Sin decir más nada, Elliot tomó una gran bocanada de aire puro y se sumergió en el agua del lago por completo. Apenas hubo descendido varios metros de profundidad cuando la soga alrededor de su cuello se cerró con violencia tratando de asfixiarlo. Un puñado de burbujas se escapó de su boca por el susto y la impresión, pero Elliot luchó contra la sensación y rápidamente se recuperó de la sorpresa; apretó los labios con fuerza mientras la soga se cerraba cada vez más y más contra su cuello. «No puedo detenerme ahora», pensó. Siguió nadando agitado en dirección de la puerta hasta que con una fuerte brazada de sus manos atadas alcanzó el picaporte. «¡No voy a morir encerrado aquí!».

La soga estaba estrangulándolo cuando movió con facilidad el picaporte de plata, pero cuando tiró para abrir la puerta, ésta no se movió ni un centímetro.

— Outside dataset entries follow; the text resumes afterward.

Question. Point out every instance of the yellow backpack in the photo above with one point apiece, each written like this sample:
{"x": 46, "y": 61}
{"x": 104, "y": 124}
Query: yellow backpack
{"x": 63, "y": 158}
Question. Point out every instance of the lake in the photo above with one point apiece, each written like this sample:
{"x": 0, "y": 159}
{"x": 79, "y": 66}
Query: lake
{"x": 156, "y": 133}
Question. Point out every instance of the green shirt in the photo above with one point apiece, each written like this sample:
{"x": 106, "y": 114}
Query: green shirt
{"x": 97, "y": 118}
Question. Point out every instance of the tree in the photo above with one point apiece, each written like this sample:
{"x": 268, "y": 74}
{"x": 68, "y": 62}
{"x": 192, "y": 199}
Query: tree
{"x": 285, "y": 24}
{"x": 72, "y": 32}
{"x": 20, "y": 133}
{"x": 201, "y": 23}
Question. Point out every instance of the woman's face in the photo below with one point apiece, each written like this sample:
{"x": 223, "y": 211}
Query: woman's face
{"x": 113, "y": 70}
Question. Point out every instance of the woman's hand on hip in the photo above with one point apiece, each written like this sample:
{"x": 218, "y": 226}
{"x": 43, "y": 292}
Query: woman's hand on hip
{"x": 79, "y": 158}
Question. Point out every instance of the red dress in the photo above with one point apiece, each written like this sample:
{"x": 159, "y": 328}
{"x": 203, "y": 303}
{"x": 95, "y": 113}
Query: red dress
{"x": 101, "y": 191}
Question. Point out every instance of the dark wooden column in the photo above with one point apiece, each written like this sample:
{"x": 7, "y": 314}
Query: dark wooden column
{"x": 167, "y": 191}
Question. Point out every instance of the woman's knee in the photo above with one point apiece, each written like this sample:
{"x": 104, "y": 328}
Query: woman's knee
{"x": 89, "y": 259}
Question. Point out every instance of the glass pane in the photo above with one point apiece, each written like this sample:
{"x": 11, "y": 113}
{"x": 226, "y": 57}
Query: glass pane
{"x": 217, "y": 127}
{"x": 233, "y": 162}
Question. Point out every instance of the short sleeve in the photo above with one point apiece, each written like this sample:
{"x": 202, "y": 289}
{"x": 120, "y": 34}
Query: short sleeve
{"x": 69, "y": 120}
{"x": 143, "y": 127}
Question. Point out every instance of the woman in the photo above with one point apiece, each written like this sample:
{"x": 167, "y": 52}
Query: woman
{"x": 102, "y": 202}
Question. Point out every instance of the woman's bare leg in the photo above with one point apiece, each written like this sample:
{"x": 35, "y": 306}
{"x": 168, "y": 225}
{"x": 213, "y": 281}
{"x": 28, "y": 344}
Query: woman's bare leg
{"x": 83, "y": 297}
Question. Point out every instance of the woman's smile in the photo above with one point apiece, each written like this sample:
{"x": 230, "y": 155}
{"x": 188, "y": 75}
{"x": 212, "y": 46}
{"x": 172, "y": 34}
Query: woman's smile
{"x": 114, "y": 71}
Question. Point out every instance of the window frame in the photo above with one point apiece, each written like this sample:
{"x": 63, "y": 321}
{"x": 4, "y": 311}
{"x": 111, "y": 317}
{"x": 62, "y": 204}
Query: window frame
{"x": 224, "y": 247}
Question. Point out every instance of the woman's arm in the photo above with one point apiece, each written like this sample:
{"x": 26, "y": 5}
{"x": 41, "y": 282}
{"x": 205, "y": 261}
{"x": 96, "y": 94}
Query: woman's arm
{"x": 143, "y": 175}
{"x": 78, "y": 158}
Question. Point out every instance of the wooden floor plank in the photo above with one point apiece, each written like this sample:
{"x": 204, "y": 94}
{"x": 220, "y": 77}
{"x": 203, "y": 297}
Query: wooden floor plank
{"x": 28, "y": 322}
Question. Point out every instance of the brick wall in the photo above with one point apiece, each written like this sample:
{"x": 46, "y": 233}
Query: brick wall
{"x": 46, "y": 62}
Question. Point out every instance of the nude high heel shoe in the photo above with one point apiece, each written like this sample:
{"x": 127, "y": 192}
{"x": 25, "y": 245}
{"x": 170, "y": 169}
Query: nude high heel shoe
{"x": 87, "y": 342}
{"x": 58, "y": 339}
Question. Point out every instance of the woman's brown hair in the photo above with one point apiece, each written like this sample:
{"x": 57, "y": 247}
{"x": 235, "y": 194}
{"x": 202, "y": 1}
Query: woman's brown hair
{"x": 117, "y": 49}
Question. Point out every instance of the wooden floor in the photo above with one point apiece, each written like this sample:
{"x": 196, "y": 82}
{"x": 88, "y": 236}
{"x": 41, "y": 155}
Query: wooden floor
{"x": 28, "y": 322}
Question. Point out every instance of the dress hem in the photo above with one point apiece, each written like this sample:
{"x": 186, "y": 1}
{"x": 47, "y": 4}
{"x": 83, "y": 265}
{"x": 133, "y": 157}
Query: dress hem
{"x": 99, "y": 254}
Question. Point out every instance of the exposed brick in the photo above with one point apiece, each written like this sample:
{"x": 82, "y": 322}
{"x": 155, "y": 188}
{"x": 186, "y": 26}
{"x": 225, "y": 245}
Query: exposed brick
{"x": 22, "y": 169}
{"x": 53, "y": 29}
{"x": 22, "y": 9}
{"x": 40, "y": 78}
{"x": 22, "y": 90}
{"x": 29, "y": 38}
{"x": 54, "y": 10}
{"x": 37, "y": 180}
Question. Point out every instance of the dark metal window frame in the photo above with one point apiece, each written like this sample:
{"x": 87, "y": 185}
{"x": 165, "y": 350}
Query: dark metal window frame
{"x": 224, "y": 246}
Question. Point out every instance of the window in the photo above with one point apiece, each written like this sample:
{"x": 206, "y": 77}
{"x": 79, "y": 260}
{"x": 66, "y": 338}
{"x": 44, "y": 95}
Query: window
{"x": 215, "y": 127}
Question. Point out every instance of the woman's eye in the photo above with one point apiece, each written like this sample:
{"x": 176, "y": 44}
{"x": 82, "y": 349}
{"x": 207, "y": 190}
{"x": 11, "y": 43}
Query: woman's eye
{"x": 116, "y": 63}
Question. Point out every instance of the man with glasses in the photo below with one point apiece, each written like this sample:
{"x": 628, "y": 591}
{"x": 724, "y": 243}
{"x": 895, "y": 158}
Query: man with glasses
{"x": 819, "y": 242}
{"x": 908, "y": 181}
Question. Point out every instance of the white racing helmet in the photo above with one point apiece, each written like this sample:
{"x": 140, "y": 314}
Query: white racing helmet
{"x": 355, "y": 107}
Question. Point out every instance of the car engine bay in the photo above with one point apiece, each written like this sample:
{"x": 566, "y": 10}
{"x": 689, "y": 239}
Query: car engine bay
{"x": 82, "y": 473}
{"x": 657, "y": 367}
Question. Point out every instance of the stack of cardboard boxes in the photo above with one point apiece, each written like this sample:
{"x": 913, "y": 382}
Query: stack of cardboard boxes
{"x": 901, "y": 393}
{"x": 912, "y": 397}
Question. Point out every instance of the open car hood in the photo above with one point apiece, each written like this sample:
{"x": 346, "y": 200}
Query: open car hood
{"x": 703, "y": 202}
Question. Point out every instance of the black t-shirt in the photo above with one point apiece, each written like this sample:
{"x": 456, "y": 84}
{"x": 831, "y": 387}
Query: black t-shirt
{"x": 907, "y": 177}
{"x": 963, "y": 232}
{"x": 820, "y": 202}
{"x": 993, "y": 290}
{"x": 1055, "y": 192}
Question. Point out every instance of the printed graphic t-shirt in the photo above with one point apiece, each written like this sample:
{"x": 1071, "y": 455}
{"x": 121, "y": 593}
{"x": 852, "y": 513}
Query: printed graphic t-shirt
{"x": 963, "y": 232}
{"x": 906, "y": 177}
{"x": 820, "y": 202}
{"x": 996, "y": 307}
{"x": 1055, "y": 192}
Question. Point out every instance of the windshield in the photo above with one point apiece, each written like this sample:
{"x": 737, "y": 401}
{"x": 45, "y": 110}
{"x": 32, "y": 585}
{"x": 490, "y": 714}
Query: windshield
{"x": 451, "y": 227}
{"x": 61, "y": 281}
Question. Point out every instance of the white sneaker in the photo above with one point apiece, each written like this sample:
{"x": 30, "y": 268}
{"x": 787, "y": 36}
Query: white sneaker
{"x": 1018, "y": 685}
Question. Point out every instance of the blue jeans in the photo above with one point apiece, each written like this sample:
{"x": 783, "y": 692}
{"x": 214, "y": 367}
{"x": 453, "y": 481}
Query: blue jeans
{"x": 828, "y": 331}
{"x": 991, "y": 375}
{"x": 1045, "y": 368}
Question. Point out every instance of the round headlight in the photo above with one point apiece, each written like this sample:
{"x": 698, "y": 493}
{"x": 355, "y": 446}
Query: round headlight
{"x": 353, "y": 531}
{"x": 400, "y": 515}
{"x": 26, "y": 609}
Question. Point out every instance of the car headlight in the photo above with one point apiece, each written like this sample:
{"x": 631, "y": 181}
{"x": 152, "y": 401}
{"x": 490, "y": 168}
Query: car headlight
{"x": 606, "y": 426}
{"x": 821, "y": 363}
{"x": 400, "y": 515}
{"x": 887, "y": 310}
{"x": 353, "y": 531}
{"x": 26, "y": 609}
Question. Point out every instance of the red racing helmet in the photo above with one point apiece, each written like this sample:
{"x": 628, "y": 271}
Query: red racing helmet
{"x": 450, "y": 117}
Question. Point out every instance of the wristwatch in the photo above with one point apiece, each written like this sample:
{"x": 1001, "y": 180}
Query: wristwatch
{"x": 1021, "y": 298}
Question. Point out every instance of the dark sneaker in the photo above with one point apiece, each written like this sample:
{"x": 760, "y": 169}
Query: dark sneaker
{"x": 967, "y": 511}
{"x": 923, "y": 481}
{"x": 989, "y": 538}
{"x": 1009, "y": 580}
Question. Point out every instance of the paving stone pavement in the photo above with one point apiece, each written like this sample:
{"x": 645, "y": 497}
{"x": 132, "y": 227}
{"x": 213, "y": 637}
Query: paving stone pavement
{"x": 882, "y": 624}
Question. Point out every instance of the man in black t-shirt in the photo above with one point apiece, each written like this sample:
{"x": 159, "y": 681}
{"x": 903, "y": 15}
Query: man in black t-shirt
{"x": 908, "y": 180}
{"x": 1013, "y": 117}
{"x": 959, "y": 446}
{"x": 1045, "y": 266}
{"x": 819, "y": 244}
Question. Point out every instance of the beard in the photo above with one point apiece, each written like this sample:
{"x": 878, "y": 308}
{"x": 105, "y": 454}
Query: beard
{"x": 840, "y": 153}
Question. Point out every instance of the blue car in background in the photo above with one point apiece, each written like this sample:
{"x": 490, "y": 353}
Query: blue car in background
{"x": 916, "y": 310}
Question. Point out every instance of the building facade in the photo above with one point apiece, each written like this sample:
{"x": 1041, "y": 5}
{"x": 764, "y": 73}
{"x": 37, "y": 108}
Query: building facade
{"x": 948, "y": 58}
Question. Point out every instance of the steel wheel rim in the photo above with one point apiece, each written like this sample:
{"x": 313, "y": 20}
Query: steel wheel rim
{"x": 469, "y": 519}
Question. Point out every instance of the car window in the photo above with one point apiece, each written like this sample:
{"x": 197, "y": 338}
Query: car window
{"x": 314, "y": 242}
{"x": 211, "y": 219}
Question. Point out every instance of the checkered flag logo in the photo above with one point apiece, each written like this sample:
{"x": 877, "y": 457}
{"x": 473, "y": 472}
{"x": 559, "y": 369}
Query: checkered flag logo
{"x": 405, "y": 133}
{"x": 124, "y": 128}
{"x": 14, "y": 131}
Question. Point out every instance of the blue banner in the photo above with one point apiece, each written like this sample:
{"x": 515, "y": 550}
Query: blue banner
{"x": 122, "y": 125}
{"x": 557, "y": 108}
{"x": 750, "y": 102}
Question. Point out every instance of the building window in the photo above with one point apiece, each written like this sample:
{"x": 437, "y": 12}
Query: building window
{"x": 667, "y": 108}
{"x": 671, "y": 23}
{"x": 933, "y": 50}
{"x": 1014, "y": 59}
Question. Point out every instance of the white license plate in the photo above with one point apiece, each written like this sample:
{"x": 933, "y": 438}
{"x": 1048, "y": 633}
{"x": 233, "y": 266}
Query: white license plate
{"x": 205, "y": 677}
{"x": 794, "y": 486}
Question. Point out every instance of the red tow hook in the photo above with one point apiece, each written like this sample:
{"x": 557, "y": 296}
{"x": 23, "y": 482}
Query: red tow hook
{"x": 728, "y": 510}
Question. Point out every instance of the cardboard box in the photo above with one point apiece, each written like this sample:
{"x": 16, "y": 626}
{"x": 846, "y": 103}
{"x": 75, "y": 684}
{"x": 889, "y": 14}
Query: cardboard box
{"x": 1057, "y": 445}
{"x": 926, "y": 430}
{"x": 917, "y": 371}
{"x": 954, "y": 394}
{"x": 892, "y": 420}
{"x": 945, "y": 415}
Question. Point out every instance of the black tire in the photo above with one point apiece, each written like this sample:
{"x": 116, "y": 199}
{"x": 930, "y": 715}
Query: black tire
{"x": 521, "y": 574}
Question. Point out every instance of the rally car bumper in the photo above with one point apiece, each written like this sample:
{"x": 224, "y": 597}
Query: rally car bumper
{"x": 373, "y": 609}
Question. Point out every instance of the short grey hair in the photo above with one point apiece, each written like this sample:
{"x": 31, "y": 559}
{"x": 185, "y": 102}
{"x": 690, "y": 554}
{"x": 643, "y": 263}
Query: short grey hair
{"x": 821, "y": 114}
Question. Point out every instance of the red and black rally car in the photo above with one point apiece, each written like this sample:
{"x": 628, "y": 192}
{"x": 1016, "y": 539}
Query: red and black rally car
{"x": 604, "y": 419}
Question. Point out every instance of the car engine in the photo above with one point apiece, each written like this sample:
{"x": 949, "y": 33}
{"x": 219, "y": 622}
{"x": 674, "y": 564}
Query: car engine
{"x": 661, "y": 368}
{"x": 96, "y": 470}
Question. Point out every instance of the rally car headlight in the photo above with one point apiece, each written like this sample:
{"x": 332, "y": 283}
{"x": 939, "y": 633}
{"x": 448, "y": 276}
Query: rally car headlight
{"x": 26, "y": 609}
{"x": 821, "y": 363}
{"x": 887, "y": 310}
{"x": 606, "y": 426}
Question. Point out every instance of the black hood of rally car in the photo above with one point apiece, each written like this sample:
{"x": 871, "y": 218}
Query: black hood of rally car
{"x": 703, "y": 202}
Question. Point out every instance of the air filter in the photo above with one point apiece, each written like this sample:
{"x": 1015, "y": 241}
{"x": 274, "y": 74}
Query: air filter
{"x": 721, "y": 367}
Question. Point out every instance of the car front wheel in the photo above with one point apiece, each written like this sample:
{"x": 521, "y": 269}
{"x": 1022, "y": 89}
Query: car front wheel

Le costaba mantener la respiración bajo el agua ahora que la soga lo estaba ahorcando. Su boca amenazó con abrirse y dejar escapar todo el aire mientras la cuerda se apretaba cada vez más contra la piel de su cuello, roja y magullada. En un arrebato de adrenalina, Elliot posó sus pies en uno de los marcos laterales de la puerta y, empujando con toda la fuerza de las que sus piernas fueron capaces, dio un fuerte tirón del picaporte para abrirla. Al principio la puerta no se movió, pero Elliot volvió a tirar con más fuerza mientras dejaba escapar todo el aire de sus pulmones en un desesperado último intento. Fue a la tercera vez que la madera se abrió de golpe y Elliot fue tragado hacia adentro en un torbellino negro y violento que le batió el cuerpo con furia y lo escupió hacia el otro lado del umbral del laberinto.